Reasons, Preparation and Procedure For Conducting a Dobutamine Stress Test

Submitted on March 27, 2012

Dobutamine Stress Test

Dobutamine Cardiac Stress Test is an examination of the movement of the valves and chambers of the heart under inducement from externally administered medication. This test is especially useful to monitor the functioning of the hearts of those who cannot undergo physical exercise.

Reason Why It is Done

The test is done in order to diagnose various kinds of cardiac ailments such as myocardial disease, pericardial disease, congenital heart disease and coronary heart disease. These diseases usually manifest themselves through irregular movements of the valves and the chambers of the heart, which get detected during the dobutamine stress test. The results of this test also enable the doctor determine the exact nature of your heart ailment and prescribe suitable medication and treatment. Even if the results show that your heart is in good shape, the test can predict to some degree the chances of developing a coronary artery disease in the future by evaluating how it responds to activity.


A few basic rules should be followed before the actual test. Stop consuming food at least 4 hours in advance of the test. You should not drink coffee or consume any nicotine-based products on the day of the test. Consult your doctor if you are already on medication for treating a heart condition. Diabetic patients may be allowed to consume fruit juice during the regular insulin injection. Generally, patients are asked not to consume insulin pills on the day of the test. You may drink water before the test. Make sure that you rest adequately the night before the test is conducted. Pregnant women and patients of hypertension should consult their physician before going in for this test.

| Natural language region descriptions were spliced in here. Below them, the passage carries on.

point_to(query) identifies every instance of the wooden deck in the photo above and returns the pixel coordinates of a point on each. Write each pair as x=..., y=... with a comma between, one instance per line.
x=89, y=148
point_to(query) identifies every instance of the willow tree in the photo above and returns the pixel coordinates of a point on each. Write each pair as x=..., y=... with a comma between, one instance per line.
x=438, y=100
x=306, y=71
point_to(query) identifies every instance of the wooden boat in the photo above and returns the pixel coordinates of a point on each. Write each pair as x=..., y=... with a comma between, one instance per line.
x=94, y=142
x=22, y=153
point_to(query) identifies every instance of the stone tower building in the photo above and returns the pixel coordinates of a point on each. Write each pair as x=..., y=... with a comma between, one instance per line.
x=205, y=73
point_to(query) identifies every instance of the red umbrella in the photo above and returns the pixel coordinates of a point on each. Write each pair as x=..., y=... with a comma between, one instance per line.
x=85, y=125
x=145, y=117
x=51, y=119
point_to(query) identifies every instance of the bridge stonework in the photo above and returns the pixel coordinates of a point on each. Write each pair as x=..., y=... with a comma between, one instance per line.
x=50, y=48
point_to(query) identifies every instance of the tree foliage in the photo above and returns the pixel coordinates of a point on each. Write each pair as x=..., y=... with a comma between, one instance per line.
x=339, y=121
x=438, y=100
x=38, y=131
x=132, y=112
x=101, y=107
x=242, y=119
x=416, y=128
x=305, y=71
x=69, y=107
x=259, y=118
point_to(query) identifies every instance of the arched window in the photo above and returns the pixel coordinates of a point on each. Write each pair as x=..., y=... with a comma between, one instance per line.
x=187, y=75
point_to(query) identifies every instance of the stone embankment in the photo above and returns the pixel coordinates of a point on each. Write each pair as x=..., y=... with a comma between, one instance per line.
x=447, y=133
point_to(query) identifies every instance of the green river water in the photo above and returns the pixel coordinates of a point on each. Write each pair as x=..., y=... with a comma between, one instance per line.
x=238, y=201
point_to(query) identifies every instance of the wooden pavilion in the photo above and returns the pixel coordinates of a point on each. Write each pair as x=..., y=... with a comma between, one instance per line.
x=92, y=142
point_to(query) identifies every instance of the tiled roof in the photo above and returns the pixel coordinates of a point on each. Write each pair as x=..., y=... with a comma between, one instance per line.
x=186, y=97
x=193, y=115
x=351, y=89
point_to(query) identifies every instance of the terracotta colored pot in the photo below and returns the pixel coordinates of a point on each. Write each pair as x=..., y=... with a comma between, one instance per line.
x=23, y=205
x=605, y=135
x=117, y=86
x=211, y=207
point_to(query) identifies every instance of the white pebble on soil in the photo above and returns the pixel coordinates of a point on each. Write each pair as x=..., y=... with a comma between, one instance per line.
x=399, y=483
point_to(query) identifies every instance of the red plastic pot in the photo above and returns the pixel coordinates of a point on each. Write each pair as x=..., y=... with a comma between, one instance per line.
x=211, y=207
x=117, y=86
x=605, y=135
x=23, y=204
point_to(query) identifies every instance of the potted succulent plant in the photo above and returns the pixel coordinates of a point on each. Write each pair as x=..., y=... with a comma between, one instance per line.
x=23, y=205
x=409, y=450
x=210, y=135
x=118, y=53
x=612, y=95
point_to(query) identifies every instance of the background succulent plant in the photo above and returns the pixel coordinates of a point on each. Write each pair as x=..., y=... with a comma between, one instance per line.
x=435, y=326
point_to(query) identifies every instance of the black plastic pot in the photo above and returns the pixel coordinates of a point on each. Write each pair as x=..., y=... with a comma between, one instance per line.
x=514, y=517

The Dobutamine Stress Echo test involves the injection of a small amount of a radioactive substance intravenously to stimulate the heart and trigger a response similar to that caused by vigorous physical exertion without actually making the person walk on a treadmill. This is why this procedure is commonly called the thallium stress test. The patient is asked to lie straight on a table and ten electrode patches are attached over his/her chest by a sonographer. An ECG is taken for the heart in this state of the rest. This is followed by the intravenous injection, which is withdrawn as soon as the medicine gets absorbed into the bloodstream and begins to show its impact on the heart activity. The entire procedure is painless and takes about an hour.